This proves our assertion. In other words, \[\text{$\mathrm{Out}(s_b,n)$ contains every integer $ u\geq(a-1)(\ell-1)$.}\]

Hence \(\mathrm{Out}(s_b,n)\) is a cofinite subset of \(\mathbb{N}\), as required. This completes the proof. ◻

Proof. If \(u=ks_b(n)\) for some positive integer \(k\), then the integer \(N=(nn\cdots n)_b\) constructed by the concatenation of \(k\) terms of \(n\) satisfies \(n\mid N\) and \[s_b(N)=ks_b(n)=u.\]

So every multiple of \(s_b(n)\) is contained in \(\mathrm{Out}(s_b,n)\), as required. ◻

Proof. We first observe that if \(\gcd(b-1,n)>1\), then we obtain by Theorem 2.1 that \(\mathrm{Out}(s_b,n)\neq \mathbb{N}\). Next, we consider the case that there exists a prime \(p\) dividing \(n\) and \(p\nmid b\). Suppose for a contradiction that \(\mathrm{Out}(s_b,n)= \mathbb{N}\). So in particular, \(1\in \mathrm{Out}(s_b,n)\). Then there exists \(N\in\mathbb{N}\) such that \(n\mid N\) and \(s_b(N)=1\). But \(s_b(N)=1\) implies that \(N=b^\ell\) for some \(\ell \in\mathbb{N}\cup\{0\}\). Since \(p\mid n\) and \(n\mid N\), we have \(p\mid b^{\ell}\), which implies \(p\mid b\), a contradiction. Hence \(\mathrm{Out}(s_b,n)\neq\mathbb{N}\), as required.

For the converse, assume that \(\gcd(b-1,n)=1\) and every prime divisor of \(n\) is also a divisor of \(b\).
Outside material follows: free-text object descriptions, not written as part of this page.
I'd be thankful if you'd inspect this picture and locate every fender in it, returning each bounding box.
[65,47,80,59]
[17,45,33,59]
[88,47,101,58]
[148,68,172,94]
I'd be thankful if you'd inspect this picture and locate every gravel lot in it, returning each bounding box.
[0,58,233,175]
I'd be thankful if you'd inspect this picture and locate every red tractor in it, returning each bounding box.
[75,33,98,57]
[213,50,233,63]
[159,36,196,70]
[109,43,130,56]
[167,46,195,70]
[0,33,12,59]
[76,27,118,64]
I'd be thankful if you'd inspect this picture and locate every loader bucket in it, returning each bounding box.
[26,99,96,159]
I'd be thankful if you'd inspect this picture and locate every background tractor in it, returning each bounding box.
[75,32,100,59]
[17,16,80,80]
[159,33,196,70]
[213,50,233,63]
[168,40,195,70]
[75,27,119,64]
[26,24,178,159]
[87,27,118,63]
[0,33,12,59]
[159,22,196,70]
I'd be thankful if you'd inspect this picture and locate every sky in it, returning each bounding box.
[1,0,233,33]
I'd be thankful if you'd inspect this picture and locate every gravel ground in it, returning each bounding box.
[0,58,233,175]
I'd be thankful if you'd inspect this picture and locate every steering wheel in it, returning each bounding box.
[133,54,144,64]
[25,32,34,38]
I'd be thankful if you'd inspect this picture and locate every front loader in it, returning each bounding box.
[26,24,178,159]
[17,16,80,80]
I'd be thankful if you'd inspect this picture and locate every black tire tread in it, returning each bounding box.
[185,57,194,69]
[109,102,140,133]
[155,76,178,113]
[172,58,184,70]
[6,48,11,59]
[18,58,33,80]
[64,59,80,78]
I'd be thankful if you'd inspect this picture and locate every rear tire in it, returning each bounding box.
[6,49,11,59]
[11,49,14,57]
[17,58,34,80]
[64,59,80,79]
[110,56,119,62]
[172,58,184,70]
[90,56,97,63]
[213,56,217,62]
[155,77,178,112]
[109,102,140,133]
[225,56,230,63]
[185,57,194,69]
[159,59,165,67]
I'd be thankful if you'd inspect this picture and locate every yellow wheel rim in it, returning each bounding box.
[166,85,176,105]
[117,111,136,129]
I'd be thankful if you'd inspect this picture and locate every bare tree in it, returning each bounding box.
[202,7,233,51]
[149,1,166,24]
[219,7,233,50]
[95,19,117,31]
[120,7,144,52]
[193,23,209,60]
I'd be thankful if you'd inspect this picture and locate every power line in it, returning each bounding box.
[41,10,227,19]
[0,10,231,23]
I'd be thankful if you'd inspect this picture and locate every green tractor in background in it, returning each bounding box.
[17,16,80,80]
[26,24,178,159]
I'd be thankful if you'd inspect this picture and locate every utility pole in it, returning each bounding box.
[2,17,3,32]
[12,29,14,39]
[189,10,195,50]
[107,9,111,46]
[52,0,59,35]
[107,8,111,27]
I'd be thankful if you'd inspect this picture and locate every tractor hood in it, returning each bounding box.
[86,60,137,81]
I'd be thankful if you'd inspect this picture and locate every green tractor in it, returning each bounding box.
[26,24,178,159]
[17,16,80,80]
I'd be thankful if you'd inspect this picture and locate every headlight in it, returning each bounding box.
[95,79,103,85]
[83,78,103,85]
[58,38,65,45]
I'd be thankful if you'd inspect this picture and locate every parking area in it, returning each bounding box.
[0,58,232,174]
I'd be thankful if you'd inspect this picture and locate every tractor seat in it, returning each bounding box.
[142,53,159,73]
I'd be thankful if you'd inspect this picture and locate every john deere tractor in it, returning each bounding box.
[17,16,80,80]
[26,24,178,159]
Since we already proved this result when \(n=1\) in (1), we can suppose that \(n\geq2\). Let \(b=p_1^{b_1}p_2^{b_2}\cdots p_k^{b_k}\) where \(p_1,p_2,\ldots,p_k\) are distinct primes and \(b_1,b_2,\ldots,b_k\) are positive integers. Since every prime divisor of \(n\) is also a divisor of \(b\), we can write \(n=p_1^{n_1}p_2^{n_2}\cdots p_k^{n_k}\) where \(n_1,n_2,\ldots,n_k\) are non-negative integers. To show that \(\mathrm{Out}(s_b,n)=\mathbb{N}\), let \(u\in\mathbb{N}\) be given. Let \(n_0=\max_{1\leq i\leq k} n_i\) and \(N=b^{n_0}\sum_{i=0}^{u-1}b^i\). Then \(n\mid N\) and \(s_b(N)=u\). So \(n\rightarrow u\), as required. This completes the proof. ◻

Proof. For (i), let \(u\in\mathrm{Out}(\tau,n)\). Then there exists \(N\in\mathbb{N}\) such that \(n\mid N\) and \(\tau(N)=u\). Since \(n\mid N\), every divisor of \(n\) is also divisor of \(N\). Therefore \(\tau(n)\leq\tau(N)=u\), as required.

For (ii), if \(n=1\) and \(u\) is a positive integer, then we can choose \(N=p^{u-1}\) to obtain \(n\mid N\) and \(\tau(N)=u\), and so \(\mathrm{Out}(\tau,n)=\mathbb{N}\). We observe that \(\tau(n)=1\) if and only if \(n=1\). So if \(\mathrm{Out}(\tau,n)=\mathbb{N}\), then we obtain from (i) that \(\tau(n)=1\), which implies \(n=1\).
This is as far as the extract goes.